HUD decided to ignore the GAO. So the housing authority-affiliated entities appealed again, this time to the Federal Court of Claims — the three that contract with CGI filed a joint complaint, saying HUD’s award process was anticompetitive. In April, HUD won. But the companies kicked it up yet another notch, to the Federal Court of Appeals, where arguments were held last week. Until the litigation is resolved, HUD can’t execute any of the new awards.

Meanwhile, the Ohio entity asked its state’s Congressional delegation — where CGI does lots of business — to include an amendment in this year’s ill-fated Transportation, Housing, and Urban Development appropriations bill that would have forced HUD to keep the contracts available to out-of-state entities, which CGI wanted. (The legislators asked HUD nicely to do so earlier in 2012, to no avail).

Public records indicate that during this time, every quarter from 2010 through 2012, CGI Group itself was lobbying on “HUD housing management contracts.”

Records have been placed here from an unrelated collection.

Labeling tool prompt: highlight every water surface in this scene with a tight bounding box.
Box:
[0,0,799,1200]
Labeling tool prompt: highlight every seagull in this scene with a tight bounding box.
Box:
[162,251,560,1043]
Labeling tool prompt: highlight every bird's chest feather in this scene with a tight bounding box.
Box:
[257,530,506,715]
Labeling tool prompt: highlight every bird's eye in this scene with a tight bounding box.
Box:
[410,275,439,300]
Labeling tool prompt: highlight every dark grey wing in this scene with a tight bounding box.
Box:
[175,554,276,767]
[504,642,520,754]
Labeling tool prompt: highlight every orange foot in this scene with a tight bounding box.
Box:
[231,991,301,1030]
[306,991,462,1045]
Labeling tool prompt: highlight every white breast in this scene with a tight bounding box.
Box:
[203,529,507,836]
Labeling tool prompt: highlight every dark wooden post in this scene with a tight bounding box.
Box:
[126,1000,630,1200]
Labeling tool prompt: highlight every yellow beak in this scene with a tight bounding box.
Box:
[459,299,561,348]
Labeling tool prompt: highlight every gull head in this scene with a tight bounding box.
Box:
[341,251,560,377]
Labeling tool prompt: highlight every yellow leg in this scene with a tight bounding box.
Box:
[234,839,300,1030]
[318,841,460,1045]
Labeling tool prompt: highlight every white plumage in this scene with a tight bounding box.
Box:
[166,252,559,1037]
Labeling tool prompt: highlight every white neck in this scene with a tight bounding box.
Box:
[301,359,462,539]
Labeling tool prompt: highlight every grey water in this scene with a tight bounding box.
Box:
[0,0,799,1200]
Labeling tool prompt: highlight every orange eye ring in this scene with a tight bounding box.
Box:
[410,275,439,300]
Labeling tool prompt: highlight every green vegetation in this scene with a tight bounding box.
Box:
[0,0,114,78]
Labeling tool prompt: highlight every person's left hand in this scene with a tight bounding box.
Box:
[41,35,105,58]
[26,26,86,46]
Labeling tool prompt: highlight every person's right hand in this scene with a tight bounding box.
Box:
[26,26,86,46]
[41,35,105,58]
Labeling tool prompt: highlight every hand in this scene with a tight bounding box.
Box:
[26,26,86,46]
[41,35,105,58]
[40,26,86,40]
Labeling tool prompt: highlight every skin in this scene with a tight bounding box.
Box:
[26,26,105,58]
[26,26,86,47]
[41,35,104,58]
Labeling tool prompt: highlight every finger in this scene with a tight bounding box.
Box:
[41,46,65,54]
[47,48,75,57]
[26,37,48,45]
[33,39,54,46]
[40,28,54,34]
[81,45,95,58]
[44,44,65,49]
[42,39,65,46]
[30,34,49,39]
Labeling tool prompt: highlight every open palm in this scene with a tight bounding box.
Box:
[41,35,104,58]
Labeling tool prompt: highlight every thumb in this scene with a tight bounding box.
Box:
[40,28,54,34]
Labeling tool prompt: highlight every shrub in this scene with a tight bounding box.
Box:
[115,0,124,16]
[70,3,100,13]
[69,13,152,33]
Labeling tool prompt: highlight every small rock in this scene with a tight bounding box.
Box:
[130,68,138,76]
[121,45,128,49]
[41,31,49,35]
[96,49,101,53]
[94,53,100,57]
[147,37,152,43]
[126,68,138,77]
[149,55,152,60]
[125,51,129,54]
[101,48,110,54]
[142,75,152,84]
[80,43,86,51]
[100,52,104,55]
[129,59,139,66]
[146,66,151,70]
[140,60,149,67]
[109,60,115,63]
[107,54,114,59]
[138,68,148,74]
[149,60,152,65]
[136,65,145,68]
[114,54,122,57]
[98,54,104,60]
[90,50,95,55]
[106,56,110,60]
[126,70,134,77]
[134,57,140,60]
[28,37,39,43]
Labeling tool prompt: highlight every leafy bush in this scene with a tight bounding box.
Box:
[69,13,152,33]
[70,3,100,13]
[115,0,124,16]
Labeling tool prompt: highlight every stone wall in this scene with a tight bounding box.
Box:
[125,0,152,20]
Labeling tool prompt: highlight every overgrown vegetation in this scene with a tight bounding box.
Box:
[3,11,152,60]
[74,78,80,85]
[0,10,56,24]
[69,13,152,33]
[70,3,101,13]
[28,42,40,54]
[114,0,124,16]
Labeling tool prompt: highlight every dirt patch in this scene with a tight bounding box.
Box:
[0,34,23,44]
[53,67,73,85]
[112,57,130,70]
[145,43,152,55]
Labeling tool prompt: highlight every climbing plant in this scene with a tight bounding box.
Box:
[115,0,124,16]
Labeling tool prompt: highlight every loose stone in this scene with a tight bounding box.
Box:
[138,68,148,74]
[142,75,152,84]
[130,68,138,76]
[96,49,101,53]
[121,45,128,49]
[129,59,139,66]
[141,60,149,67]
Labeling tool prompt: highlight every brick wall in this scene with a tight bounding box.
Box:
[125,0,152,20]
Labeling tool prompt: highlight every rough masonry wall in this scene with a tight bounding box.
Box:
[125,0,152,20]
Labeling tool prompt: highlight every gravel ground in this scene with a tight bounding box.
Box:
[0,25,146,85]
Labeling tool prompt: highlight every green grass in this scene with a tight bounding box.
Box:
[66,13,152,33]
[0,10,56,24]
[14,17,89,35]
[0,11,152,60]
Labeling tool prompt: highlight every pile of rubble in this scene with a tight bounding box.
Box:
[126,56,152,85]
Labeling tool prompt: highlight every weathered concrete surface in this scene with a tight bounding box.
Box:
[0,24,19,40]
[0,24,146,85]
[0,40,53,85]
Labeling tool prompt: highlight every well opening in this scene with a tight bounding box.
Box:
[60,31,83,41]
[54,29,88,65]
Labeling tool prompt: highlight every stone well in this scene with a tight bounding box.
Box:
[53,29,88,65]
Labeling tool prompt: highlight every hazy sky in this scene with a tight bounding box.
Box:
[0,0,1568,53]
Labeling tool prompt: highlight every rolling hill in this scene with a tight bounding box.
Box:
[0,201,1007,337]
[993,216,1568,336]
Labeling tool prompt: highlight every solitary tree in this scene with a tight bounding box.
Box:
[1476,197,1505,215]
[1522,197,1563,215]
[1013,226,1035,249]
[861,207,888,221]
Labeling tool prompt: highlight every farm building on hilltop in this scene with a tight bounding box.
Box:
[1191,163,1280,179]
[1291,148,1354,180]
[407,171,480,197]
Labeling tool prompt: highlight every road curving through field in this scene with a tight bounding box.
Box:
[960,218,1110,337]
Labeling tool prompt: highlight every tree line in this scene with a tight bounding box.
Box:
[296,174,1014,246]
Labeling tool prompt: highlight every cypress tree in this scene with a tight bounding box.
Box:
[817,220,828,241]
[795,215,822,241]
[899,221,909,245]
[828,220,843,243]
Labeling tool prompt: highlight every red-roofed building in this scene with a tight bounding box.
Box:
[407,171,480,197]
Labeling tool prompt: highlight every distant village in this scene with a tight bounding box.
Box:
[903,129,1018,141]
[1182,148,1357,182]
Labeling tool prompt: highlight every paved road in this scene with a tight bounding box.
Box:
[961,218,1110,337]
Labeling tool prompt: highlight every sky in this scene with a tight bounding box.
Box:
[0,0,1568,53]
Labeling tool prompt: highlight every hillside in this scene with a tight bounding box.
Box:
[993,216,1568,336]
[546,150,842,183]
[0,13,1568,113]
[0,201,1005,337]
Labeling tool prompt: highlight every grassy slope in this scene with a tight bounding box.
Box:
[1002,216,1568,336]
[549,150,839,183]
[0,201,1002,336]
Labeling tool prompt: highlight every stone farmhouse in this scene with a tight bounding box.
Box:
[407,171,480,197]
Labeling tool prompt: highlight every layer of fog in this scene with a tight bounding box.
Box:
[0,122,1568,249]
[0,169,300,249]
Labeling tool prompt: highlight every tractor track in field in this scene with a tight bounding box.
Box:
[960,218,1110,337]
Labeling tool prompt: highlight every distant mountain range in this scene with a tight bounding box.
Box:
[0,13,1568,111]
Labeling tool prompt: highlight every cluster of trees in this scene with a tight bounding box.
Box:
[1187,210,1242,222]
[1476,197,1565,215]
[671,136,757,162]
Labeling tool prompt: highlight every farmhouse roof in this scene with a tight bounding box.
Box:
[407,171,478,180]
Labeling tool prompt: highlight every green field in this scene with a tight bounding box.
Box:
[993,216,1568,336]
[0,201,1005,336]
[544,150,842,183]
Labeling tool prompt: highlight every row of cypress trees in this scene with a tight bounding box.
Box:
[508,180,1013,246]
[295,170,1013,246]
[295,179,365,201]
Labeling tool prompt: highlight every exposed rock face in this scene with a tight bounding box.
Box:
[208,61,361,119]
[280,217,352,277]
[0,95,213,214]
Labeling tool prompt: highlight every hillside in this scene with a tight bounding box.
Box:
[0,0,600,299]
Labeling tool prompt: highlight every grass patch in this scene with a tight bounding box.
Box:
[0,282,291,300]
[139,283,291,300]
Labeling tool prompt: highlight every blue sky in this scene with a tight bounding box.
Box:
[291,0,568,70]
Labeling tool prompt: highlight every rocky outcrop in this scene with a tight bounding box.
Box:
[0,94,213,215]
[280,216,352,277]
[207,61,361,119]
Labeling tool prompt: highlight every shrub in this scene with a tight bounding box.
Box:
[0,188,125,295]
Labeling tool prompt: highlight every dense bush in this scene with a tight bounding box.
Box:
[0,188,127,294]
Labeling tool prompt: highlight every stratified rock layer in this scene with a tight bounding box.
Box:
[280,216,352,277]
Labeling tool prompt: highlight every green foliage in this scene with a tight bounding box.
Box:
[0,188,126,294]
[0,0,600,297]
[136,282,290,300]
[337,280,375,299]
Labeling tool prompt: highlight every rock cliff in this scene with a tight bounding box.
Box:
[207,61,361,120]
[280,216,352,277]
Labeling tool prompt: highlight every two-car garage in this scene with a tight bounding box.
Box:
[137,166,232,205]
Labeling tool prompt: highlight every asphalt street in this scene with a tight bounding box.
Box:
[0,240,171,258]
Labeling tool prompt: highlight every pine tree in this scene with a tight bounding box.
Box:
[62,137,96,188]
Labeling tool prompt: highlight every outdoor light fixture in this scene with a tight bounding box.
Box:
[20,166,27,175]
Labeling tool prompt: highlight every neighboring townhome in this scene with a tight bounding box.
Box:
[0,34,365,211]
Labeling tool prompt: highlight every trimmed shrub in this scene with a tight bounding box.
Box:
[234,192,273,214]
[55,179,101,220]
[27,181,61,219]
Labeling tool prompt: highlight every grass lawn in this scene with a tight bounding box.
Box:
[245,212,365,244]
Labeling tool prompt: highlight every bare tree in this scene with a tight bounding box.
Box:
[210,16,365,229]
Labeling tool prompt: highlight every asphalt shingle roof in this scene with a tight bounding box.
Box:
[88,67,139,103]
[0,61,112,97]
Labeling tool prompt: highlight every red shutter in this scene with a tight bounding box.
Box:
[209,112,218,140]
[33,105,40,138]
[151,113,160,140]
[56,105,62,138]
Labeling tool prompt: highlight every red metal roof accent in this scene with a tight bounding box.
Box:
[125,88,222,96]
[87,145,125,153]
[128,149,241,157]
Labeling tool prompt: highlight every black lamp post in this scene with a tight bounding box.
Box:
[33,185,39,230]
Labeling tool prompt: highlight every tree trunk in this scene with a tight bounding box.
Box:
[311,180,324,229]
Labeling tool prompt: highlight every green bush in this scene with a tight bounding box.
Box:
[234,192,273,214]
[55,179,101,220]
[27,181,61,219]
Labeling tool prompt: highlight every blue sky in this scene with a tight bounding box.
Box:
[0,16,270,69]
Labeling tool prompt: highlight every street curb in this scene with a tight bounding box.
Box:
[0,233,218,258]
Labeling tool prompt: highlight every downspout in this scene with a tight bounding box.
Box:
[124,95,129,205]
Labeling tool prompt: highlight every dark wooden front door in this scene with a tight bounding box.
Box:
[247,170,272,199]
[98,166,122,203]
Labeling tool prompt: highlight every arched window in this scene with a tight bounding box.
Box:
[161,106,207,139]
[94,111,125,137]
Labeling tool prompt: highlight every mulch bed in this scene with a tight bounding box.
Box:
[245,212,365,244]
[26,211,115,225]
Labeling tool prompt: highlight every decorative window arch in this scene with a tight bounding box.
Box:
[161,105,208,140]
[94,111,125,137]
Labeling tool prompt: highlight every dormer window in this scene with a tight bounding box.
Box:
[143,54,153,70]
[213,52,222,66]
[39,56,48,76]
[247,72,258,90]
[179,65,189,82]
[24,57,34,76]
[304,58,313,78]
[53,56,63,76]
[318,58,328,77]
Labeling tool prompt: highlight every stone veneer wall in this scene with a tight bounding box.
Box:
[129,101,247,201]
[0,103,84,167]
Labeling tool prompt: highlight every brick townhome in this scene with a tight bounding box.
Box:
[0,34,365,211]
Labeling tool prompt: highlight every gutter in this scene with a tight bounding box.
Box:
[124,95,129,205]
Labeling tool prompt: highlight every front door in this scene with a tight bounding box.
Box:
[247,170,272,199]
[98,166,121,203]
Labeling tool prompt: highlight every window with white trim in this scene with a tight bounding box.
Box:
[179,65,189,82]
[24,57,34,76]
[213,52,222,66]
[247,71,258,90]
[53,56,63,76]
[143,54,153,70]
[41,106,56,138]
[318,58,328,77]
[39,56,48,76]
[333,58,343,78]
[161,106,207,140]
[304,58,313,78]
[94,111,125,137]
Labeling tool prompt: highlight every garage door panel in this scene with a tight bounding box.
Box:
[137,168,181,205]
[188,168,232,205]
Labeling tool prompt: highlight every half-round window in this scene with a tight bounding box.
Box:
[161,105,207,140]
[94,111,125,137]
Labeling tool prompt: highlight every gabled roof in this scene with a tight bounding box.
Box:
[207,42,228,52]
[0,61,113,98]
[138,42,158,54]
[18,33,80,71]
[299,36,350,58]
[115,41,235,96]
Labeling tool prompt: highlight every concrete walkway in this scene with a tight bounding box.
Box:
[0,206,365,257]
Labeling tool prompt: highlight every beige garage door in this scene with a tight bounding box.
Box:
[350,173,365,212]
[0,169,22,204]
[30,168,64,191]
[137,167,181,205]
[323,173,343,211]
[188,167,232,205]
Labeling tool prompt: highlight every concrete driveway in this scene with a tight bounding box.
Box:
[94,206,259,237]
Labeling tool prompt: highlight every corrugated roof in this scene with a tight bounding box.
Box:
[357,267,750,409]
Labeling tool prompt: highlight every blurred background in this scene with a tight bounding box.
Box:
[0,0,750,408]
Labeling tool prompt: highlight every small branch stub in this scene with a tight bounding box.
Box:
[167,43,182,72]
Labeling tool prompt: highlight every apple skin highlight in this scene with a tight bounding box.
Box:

Finally, there’s also a whistleblower lawsuit from a former CGI employee — who’d been recruited from HUD after overseeing the very Section 8 contracts CGI won — alleging that he was fired after refusing to go along with fraudulent plans to work around the bidding process. CGI denies the accusations, but has so far failed to get the case thrown out.

Those are the lengths to which a company — in this case, partnering with a local non-profit entity that it needs to land the contract — will go to preserve government work. In private enterprise, of course, a losing bidder usually just figures they’ve lost, and moves on. In federal contracting, with enough lawyers, it’s possible to improve your chances of getting that business back.

“It is not unusual for a contractor to protest and to pursue all avenues, including the courts, to seek remedy when they feel like the government hasn’t followed its own rules,” says Neil Couture, director of Government Procurement Law and Business Programs at George Washington School of Business. “Especially in a strategically important area, with large dollars, or new technology.”

In response to questions about the current status of CGI’s partnerships with housing authorities, CGI spokeswoman Linda Odorisio said: “CGI’s systems and consulting services have been recognized by federal, state and local agencies as a key tool in helping public housing agencies operate more efficiently and effectively.”

Technically, it’s possible for CGI to also work with the statewide housing agencies that would be advantaged if HUD wins at the Court of Appeals, and hang on to the business it’s so carefully developed. But according to Rieman, whose organization represents those agencies, CGI has preferred to work with local entities — who may see the contract more as a business proposition than a way to serve residents.

“Does the system make sure that the entity administering the program has a full enough public purpose and affordable housing mission to ensure that the services are being done with that intent, and not just a narrower profit making enterprise with a private sector firm?” Rieman asks. “Our view is they are taking all steps necessary to preserve their opportunity to participate in this program in the way that they want to.”

Which doesn’t mean CGI is doing anything illegal. It’s just the cost of getting — and keeping — business.